Description of Historic Place
Herbin's Jewellers is a two-and-one-half storey commercial wood structure in the Neo-classical style with Greek Revival details situated on the corner of Linden Avenue and Main Street in downtown Wolfville, Nova Scotia. With its elegant storefront and central location on the town’s busiest street, the business is a prominent landmark. Included in the designation are the building and its surrounding property.
Heritage Value
The heritage value of Herbin's Jewellers lies in its relatively unaltered architectural style; its contribution to the surrounding streetscape; its historical associations; and in its continuity of ownership and use by one family.
One of Wolfville’s earliest stores, Herbin’s Jewellers, was established by John Frederick Herbin in 1885. A native of Windsor who went on to become one of Wolfville’s best-known citizens, Herbin was a man of diverse talents and interests. Author, poet, merchant, outdoor enthusiast, amateur geologist, and Mayor of Wolfville, Herbin also devoted much of his life to preserving the story of the Acadians and was an early proponent for a memorial in their honour, as his mother’s family were of Acadian descent and among those Acadians who were expelled from their home in Grand Pré in 1755.
Herbin’s business began in a building on the north side of Main Street in 1885. In 1895, Herbin purchased a property at the corner of Main Street and Linden Avenue but the building proved too small for his business and in 1898 he replaced it with a larger structure.

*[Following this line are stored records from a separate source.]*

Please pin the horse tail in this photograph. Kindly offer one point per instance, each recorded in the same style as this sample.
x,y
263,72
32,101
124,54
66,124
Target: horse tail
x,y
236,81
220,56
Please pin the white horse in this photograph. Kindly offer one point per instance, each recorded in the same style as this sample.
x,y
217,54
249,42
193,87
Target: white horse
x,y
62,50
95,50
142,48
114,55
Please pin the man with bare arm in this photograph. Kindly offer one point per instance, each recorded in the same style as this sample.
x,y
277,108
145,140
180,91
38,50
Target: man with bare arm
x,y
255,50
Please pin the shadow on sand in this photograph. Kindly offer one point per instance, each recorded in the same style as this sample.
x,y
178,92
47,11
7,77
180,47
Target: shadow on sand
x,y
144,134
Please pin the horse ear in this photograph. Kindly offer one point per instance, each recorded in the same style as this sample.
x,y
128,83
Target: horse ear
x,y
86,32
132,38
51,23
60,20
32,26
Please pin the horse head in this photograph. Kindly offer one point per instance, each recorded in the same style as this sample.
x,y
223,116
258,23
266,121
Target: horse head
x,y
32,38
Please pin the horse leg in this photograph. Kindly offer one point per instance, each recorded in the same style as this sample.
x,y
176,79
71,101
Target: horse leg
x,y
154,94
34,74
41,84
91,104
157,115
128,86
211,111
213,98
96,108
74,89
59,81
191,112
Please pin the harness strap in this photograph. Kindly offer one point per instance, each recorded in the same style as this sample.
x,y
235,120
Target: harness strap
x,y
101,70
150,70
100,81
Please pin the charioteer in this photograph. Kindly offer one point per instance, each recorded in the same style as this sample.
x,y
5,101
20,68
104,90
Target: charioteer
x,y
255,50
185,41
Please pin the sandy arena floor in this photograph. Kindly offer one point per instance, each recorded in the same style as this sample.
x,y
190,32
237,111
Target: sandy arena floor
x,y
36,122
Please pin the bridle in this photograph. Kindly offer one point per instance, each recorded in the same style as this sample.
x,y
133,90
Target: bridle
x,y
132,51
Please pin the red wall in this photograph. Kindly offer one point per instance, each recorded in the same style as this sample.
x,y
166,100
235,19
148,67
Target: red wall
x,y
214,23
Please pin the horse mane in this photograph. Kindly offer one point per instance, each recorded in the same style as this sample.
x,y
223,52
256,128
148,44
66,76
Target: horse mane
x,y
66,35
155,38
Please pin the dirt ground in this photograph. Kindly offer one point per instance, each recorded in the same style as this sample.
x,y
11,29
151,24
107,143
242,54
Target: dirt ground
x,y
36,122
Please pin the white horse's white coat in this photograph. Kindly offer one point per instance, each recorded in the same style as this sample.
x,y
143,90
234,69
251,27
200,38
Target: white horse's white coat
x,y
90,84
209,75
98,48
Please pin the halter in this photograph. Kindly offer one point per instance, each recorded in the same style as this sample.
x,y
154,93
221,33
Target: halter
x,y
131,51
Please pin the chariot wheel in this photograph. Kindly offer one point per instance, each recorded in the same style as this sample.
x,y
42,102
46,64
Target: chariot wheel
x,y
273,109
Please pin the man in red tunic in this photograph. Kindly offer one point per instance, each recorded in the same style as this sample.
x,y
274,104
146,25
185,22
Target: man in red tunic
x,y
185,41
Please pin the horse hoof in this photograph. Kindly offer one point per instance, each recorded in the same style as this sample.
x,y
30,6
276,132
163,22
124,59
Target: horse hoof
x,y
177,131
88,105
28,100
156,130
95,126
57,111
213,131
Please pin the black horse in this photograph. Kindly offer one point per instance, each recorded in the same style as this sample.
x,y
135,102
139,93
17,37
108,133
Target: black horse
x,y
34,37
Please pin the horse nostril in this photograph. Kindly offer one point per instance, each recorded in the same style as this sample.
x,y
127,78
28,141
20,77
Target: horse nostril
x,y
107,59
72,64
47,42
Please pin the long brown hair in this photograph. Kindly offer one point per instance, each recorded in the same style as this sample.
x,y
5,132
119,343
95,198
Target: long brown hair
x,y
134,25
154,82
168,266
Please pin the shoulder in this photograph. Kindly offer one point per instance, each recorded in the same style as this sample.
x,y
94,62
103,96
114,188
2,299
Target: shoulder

In addition to carrying jewellery, clocks and silverware, the store offered optician services and was equipped with appliances for that profession, including expensive instruments like an ophthalmoscope and retinoscope. By 1917, Herbin joined his store with the building next to it, creating a common storefront façade along Main Street.
The Herbin building displays a Neo-classical style with Greek Revival details, including Doric pilasters and delicate mouldings along the corners and the entrance ways of the first-storey section. With few architectural details changing over the years, Herbin’s Jewellers remains an impressive historic storefront of downtown Wolfville.
Perhaps the most remarkable feature of the long-standing business is that it has remained in the Herbin family for more than one hundred and twenty-two years. After John Frederick Herbin died in 1923, his son Frederick took over the business. Frederick installed custom-made showcases that are still in use. When Frederick died in 1951, his son John took the helm, and in 1975, John’s son Peter became a member of the firm.
sources: Town of Wolfville Heritage Property Program files, Herbin’s Jewellers file.
Character-Defining Elements
Character-defining elements of Herbin's Jewellers relate to its Greek Revival style and include:
- clapboard siding with corner boards;
- asymmetrical four-bay façade;
- medium-pitched, truncated gable roof;
- returning eaves with fascia;
- corners and entrance ways of first-storey section accented with Doric pilasters and delicate mouldings;
- second-storey vertical sliding sash windows with shutters;
- wood panelling below first and second-storey windows;
- all original and historic interior elements relating to the building's use a s a jewellery store, including custom built display cabinets.